Tuesday, July 13, 2010

Jane Brody gets it--Lung Cancer does not always occur in smokers

Thank goodness someone in the national media is taking notice.  This is the first part of a two part series by Jane Brody in the New York Times. Thanks to my friend Jane who pointed it out to me.  The money quote for me:

As for nonsmokers who get lung cancer — about two-thirds of them women — Dr. Schiller said they “are a disenfranchised group that did nothing wrong, yet women with breast cancer get all the support and empathy.”


“It’s a sizable number of nonsmokers who get lung cancer, more than get leukemia or AIDS,” she went on. “If lung cancer unrelated to smoking was listed as a separate disease, it would be the sixth or seventh most common cause of cancer deaths.”

Smoking-related lung cancer typically strikes older people (the average age at diagnosis is 71), but it often afflicts nonsmokers much earlier, in the 30s and 40s or even younger.

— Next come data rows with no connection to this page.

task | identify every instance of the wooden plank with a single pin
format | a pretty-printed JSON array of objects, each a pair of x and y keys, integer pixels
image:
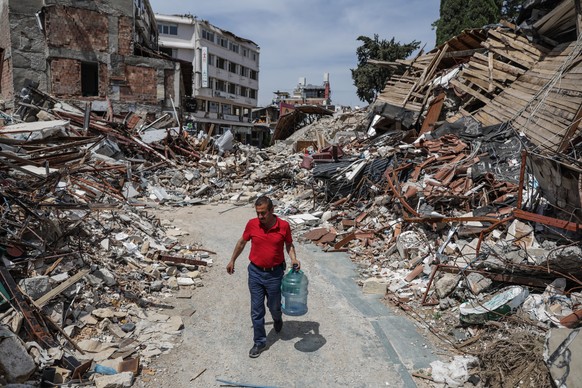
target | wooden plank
[
  {"x": 501, "y": 66},
  {"x": 470, "y": 91},
  {"x": 434, "y": 112},
  {"x": 564, "y": 144},
  {"x": 513, "y": 56},
  {"x": 485, "y": 118},
  {"x": 517, "y": 44},
  {"x": 484, "y": 67},
  {"x": 60, "y": 288}
]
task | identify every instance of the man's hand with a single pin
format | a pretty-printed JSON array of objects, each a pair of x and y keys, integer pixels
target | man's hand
[
  {"x": 296, "y": 262},
  {"x": 230, "y": 267}
]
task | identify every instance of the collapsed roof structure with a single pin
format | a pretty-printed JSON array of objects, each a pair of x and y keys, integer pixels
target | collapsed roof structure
[{"x": 524, "y": 79}]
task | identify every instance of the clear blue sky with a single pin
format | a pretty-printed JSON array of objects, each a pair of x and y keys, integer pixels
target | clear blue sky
[{"x": 307, "y": 38}]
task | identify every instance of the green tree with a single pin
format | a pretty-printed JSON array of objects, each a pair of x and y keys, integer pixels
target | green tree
[
  {"x": 451, "y": 20},
  {"x": 457, "y": 15},
  {"x": 479, "y": 13},
  {"x": 370, "y": 79}
]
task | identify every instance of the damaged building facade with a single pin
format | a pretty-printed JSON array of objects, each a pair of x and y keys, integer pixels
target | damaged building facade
[
  {"x": 225, "y": 82},
  {"x": 85, "y": 51}
]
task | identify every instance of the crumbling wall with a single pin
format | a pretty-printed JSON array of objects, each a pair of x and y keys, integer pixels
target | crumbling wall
[
  {"x": 76, "y": 29},
  {"x": 66, "y": 76},
  {"x": 28, "y": 47},
  {"x": 125, "y": 36},
  {"x": 84, "y": 50},
  {"x": 141, "y": 84}
]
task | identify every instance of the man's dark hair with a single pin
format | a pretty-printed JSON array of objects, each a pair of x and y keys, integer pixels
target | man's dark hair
[{"x": 264, "y": 200}]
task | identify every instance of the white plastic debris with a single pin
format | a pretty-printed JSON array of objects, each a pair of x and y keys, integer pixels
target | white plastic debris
[{"x": 455, "y": 373}]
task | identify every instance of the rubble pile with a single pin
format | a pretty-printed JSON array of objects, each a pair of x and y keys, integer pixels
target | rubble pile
[
  {"x": 85, "y": 270},
  {"x": 456, "y": 193}
]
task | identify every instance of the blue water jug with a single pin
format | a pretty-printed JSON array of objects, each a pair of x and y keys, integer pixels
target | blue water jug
[{"x": 294, "y": 292}]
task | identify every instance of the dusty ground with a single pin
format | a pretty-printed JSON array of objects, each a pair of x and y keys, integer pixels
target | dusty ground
[{"x": 346, "y": 338}]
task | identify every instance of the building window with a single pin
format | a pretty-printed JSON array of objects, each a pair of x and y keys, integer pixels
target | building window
[
  {"x": 89, "y": 79},
  {"x": 234, "y": 47},
  {"x": 208, "y": 35},
  {"x": 168, "y": 29},
  {"x": 220, "y": 85},
  {"x": 169, "y": 51}
]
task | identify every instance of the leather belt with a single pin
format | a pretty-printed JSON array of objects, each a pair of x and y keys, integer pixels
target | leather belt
[{"x": 268, "y": 269}]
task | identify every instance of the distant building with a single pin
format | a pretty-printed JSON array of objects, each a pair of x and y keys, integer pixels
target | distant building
[
  {"x": 305, "y": 94},
  {"x": 225, "y": 80},
  {"x": 103, "y": 51}
]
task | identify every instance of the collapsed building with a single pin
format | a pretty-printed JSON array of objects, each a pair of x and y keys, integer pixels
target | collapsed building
[
  {"x": 104, "y": 53},
  {"x": 456, "y": 193}
]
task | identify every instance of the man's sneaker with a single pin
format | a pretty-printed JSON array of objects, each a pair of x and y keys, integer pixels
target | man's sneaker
[
  {"x": 257, "y": 350},
  {"x": 278, "y": 325}
]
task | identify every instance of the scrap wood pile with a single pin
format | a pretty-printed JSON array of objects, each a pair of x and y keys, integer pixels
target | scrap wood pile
[{"x": 454, "y": 200}]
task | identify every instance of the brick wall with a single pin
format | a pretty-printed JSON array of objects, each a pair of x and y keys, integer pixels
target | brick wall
[
  {"x": 66, "y": 77},
  {"x": 169, "y": 85},
  {"x": 141, "y": 84},
  {"x": 125, "y": 36},
  {"x": 77, "y": 29},
  {"x": 103, "y": 80}
]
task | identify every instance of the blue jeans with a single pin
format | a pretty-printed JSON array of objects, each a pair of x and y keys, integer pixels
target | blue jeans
[{"x": 264, "y": 284}]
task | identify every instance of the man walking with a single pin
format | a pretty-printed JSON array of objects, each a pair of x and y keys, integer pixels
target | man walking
[{"x": 268, "y": 234}]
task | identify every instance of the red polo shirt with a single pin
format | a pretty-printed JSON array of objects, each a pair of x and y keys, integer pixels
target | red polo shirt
[{"x": 267, "y": 245}]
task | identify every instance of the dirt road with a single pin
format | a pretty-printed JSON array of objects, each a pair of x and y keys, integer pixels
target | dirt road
[{"x": 346, "y": 339}]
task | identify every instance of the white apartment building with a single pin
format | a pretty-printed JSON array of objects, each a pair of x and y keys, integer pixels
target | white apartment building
[{"x": 225, "y": 67}]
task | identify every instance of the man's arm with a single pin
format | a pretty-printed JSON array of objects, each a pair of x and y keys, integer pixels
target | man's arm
[
  {"x": 291, "y": 252},
  {"x": 238, "y": 248}
]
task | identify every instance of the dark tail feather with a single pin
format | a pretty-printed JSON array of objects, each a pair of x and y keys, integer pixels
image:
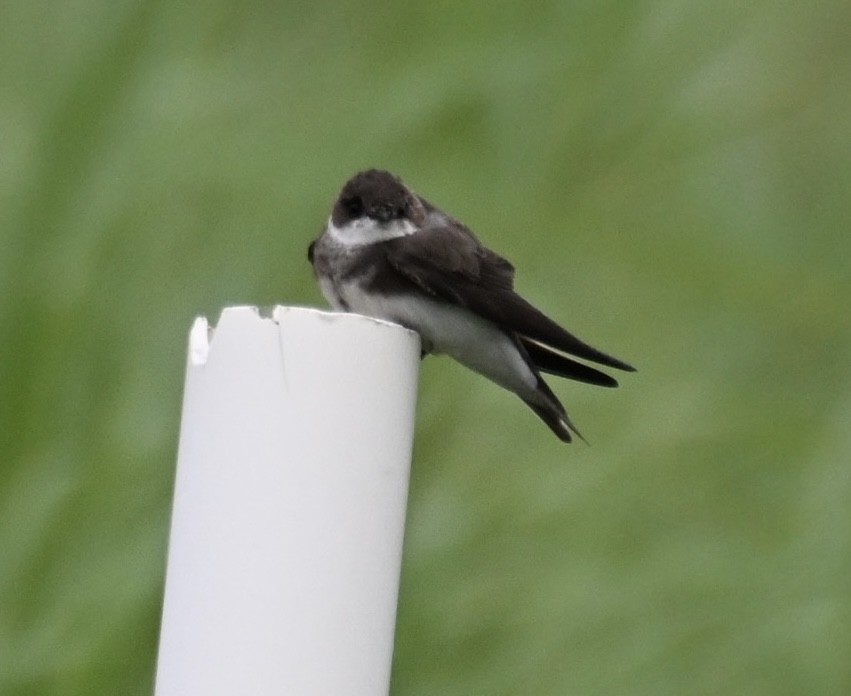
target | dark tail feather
[
  {"x": 550, "y": 410},
  {"x": 548, "y": 360},
  {"x": 518, "y": 315}
]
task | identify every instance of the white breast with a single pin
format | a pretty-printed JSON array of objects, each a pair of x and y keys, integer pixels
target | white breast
[{"x": 471, "y": 340}]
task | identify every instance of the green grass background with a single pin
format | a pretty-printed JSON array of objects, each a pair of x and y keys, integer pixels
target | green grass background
[{"x": 673, "y": 182}]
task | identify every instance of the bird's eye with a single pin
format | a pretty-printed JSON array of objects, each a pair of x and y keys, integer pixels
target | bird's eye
[{"x": 354, "y": 206}]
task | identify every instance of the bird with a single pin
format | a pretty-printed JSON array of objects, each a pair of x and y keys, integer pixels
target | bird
[{"x": 386, "y": 252}]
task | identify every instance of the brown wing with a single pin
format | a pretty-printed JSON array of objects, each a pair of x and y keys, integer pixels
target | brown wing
[{"x": 449, "y": 263}]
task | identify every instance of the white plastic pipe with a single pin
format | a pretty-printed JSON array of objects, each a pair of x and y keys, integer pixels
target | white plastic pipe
[{"x": 289, "y": 506}]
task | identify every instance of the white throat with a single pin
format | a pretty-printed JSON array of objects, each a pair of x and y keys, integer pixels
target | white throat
[{"x": 365, "y": 231}]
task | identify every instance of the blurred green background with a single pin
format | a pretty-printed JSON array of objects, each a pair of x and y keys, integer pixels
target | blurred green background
[{"x": 673, "y": 182}]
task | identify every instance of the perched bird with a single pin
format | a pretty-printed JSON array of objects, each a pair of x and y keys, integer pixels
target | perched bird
[{"x": 388, "y": 253}]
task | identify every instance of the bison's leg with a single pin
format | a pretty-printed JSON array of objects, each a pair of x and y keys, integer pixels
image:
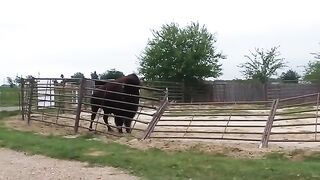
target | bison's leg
[
  {"x": 94, "y": 110},
  {"x": 127, "y": 124},
  {"x": 105, "y": 118},
  {"x": 119, "y": 122}
]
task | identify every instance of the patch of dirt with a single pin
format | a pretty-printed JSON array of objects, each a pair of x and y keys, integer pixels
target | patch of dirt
[
  {"x": 229, "y": 148},
  {"x": 18, "y": 165}
]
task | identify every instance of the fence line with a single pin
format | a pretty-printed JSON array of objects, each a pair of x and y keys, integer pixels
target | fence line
[
  {"x": 293, "y": 119},
  {"x": 65, "y": 104}
]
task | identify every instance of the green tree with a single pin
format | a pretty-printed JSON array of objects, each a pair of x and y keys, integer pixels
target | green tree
[
  {"x": 111, "y": 74},
  {"x": 312, "y": 70},
  {"x": 180, "y": 54},
  {"x": 18, "y": 80},
  {"x": 94, "y": 75},
  {"x": 262, "y": 64},
  {"x": 290, "y": 76}
]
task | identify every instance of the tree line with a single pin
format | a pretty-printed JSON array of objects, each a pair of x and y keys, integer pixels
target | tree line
[{"x": 189, "y": 54}]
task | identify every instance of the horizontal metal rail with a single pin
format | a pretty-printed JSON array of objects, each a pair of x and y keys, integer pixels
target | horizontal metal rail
[
  {"x": 205, "y": 132},
  {"x": 291, "y": 125},
  {"x": 295, "y": 112},
  {"x": 204, "y": 138},
  {"x": 123, "y": 102},
  {"x": 295, "y": 118},
  {"x": 104, "y": 124},
  {"x": 212, "y": 120},
  {"x": 297, "y": 105},
  {"x": 54, "y": 115},
  {"x": 227, "y": 103},
  {"x": 111, "y": 115},
  {"x": 119, "y": 109},
  {"x": 212, "y": 115},
  {"x": 125, "y": 94},
  {"x": 298, "y": 97},
  {"x": 102, "y": 132},
  {"x": 202, "y": 125},
  {"x": 292, "y": 140},
  {"x": 288, "y": 133}
]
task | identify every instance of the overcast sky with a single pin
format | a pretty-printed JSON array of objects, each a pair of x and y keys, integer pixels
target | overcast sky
[{"x": 67, "y": 36}]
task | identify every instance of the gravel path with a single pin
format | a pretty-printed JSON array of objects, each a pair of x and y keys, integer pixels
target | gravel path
[{"x": 17, "y": 165}]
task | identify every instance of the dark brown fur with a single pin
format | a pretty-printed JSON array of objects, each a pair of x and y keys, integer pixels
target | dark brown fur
[{"x": 119, "y": 121}]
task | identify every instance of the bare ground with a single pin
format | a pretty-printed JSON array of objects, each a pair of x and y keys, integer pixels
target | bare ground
[
  {"x": 229, "y": 148},
  {"x": 18, "y": 165}
]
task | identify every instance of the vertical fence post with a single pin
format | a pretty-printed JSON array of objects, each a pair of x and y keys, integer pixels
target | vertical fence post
[
  {"x": 317, "y": 114},
  {"x": 268, "y": 127},
  {"x": 22, "y": 103},
  {"x": 156, "y": 117},
  {"x": 79, "y": 104},
  {"x": 32, "y": 85}
]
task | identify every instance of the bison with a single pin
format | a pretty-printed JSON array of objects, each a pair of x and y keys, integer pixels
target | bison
[{"x": 122, "y": 101}]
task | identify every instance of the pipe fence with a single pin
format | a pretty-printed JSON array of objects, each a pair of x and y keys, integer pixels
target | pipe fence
[{"x": 66, "y": 102}]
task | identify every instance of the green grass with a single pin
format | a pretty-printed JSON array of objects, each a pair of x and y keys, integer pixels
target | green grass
[
  {"x": 158, "y": 164},
  {"x": 9, "y": 96}
]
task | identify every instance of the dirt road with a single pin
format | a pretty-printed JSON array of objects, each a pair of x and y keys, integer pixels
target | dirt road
[{"x": 18, "y": 165}]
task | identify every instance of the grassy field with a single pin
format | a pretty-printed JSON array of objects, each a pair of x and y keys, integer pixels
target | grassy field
[
  {"x": 9, "y": 96},
  {"x": 158, "y": 164}
]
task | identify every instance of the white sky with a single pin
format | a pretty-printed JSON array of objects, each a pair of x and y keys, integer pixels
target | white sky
[{"x": 66, "y": 36}]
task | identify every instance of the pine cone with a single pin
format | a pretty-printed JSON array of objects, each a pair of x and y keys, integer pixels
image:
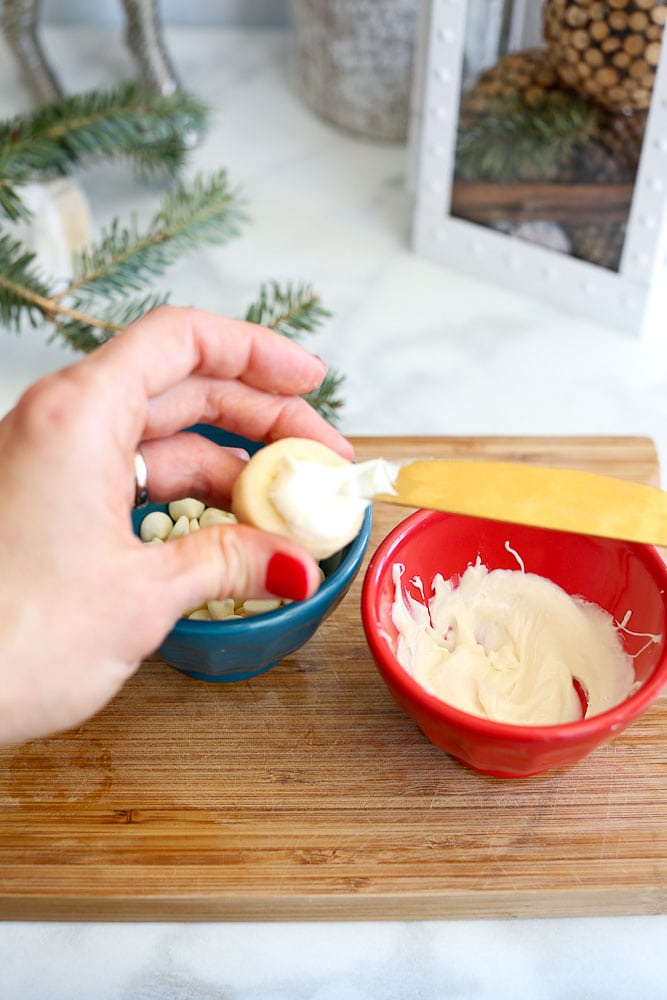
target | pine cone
[{"x": 608, "y": 51}]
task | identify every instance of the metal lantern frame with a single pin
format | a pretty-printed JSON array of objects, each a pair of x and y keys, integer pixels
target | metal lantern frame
[{"x": 633, "y": 299}]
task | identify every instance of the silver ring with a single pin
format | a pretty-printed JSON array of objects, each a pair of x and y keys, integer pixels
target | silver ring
[{"x": 140, "y": 480}]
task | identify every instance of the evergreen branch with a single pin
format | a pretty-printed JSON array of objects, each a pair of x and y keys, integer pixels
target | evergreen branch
[
  {"x": 88, "y": 332},
  {"x": 22, "y": 290},
  {"x": 325, "y": 400},
  {"x": 11, "y": 204},
  {"x": 153, "y": 130},
  {"x": 291, "y": 310},
  {"x": 207, "y": 211},
  {"x": 512, "y": 140}
]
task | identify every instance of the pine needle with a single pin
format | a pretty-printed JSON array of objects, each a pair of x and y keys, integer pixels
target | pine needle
[
  {"x": 293, "y": 310},
  {"x": 512, "y": 140},
  {"x": 153, "y": 131},
  {"x": 23, "y": 292},
  {"x": 206, "y": 211}
]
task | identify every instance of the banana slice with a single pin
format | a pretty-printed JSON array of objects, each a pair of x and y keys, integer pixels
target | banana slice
[{"x": 319, "y": 523}]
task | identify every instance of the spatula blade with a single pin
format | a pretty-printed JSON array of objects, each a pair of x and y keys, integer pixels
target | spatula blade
[{"x": 561, "y": 499}]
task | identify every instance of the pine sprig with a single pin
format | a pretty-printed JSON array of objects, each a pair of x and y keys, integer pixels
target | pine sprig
[
  {"x": 153, "y": 131},
  {"x": 512, "y": 140},
  {"x": 293, "y": 310},
  {"x": 88, "y": 333},
  {"x": 95, "y": 305},
  {"x": 23, "y": 292},
  {"x": 326, "y": 399},
  {"x": 206, "y": 211}
]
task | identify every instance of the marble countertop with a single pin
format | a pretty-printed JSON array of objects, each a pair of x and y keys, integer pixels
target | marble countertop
[{"x": 424, "y": 351}]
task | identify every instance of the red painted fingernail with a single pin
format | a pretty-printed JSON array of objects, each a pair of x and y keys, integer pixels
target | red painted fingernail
[{"x": 286, "y": 577}]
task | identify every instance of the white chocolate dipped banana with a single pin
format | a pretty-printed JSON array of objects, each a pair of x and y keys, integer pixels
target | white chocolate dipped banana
[{"x": 300, "y": 489}]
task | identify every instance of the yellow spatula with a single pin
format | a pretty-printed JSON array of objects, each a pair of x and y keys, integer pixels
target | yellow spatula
[{"x": 564, "y": 499}]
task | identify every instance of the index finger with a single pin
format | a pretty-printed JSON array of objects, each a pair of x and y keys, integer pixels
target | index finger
[{"x": 172, "y": 342}]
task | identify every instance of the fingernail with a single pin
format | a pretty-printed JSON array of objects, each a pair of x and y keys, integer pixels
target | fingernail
[{"x": 286, "y": 577}]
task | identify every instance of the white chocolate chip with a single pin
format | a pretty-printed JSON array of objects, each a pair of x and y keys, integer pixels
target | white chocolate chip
[
  {"x": 212, "y": 515},
  {"x": 155, "y": 525},
  {"x": 221, "y": 609},
  {"x": 182, "y": 527},
  {"x": 190, "y": 507}
]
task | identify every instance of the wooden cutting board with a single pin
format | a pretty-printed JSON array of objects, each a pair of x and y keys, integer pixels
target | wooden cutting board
[{"x": 306, "y": 794}]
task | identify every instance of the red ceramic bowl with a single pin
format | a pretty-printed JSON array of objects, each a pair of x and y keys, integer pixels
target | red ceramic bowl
[{"x": 617, "y": 576}]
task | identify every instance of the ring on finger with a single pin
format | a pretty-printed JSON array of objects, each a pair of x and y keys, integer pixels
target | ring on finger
[{"x": 140, "y": 480}]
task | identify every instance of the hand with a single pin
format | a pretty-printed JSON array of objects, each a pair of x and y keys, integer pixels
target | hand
[{"x": 82, "y": 600}]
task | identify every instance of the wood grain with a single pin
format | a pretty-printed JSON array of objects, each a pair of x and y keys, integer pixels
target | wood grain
[{"x": 306, "y": 794}]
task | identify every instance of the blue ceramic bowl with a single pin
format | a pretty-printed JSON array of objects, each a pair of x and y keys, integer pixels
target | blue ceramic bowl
[{"x": 237, "y": 649}]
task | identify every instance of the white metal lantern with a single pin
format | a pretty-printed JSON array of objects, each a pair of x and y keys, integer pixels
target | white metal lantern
[{"x": 632, "y": 294}]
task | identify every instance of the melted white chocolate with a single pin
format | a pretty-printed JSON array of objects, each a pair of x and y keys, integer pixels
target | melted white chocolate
[{"x": 507, "y": 645}]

And because doctors rarely suspect lung cancer when people who never smoked develop respiratory symptoms, the disease is typically diagnosed too late for any hope of a cure.

To be honest, I have a 4.5 pack year smoking history, but because the last time I smoked was almost 30 years ago (October 25, 1980), I am considered a non-smoker.  Not a 'never smoker' but a non smoker.  I just thought I should set the record straight as to my own status.

1 comment:

Dan Matyola said...

Those are significant statistics that should b e more widely known. Thanks for sharing the article with us.

Are you getting accustomed to the new "do"?